Central Maine Power sends crews to storm-ravaged Canadian Maritimes

Several Central Maine Power crews left Bangor Sunday evening to help the Canadian Maritimes restore power for hundreds of thousands of people who lost power Saturday when Hurricane Fiona made landfall in Nova Scotia.

CMP said in a statement that it was dispatching 16 two-person crews, including 14 bucket trucks and two digger trucks, at the request of Nova Scotia Power. CMP also assigns 10 support staff. The storm left more than half a million Canadians without power.

“We know how difficult such conditions can be for utility workers and their customers,” Joe Purington, president of CMP, said in a statement. “It was a historic storm that hit the Atlantic coast of Canada. I think it’s important for utility companies to help their neighbors in times of crisis. »

The Canadian Hurricane Center said it recorded the lowest barometric pressure on record for a storm making landfall in eastern Nova Scotia, and wind speeds reached 100 mph.
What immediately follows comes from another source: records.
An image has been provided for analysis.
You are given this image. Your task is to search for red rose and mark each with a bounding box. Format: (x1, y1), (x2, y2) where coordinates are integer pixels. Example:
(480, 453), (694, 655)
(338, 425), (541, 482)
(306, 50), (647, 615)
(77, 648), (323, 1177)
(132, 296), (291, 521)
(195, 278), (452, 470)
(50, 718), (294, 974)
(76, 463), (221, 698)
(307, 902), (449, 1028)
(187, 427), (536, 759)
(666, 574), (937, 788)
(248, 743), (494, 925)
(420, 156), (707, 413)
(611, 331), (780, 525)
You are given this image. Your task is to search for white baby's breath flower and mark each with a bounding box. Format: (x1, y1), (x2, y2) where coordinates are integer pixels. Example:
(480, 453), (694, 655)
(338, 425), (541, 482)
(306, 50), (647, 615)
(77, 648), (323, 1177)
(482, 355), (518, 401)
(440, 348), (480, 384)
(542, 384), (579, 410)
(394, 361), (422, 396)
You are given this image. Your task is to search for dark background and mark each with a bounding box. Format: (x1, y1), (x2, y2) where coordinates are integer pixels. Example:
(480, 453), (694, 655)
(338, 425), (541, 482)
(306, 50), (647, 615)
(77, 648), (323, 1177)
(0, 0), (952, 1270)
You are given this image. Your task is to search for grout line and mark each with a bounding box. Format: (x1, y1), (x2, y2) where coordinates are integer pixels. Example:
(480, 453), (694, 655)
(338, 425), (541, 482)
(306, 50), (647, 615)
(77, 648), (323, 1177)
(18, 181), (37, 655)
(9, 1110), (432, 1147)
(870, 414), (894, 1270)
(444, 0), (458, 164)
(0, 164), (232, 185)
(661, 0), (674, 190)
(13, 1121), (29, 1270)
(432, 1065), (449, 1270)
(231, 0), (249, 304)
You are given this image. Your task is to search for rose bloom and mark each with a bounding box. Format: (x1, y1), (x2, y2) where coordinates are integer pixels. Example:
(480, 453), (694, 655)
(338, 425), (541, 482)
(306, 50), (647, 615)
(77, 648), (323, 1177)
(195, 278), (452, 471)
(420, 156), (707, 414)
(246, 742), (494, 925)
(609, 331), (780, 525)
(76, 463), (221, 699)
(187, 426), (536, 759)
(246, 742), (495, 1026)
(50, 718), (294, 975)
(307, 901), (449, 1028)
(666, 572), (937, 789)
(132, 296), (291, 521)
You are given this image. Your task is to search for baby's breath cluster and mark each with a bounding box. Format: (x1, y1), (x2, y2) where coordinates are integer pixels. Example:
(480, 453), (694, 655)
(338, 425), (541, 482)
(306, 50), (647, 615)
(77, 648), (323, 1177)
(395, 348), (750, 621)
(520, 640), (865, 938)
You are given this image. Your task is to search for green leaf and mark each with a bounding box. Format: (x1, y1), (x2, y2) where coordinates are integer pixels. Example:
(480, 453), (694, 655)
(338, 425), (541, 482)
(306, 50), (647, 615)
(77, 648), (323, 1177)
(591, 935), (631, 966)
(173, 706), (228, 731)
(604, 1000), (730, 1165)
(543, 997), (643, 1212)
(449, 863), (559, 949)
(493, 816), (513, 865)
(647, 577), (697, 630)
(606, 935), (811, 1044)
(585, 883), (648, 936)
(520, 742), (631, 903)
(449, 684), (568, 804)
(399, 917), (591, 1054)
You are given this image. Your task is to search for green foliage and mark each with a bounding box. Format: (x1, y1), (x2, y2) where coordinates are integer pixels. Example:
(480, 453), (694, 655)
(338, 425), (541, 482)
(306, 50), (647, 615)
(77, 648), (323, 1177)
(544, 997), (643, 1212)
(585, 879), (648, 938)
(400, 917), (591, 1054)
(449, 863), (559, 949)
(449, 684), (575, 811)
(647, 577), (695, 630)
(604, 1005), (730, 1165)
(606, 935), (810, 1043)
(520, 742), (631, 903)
Fiona caused extensive damage and the province reported on Sunday that more than 80% of its power customers were without power. Widespread outages were also reported in Prince Edward Island and New Brunswick. In some of the hardest-hit regions, outages could last for days, The Washington Post reported.

The storm battered coastal towns Saturday morning, sweeping away homes and rooftops, uprooting trees, flooding roads, downing power lines and clogging streets with debris, the Post reported. Two people were dragged into the ocean. One was rescued while the second was not found.

The CMP has an agreement with the North Atlantic Mutual Aid Group which states that all costs incurred by CMP teams helping to restore power will be covered by the aid group.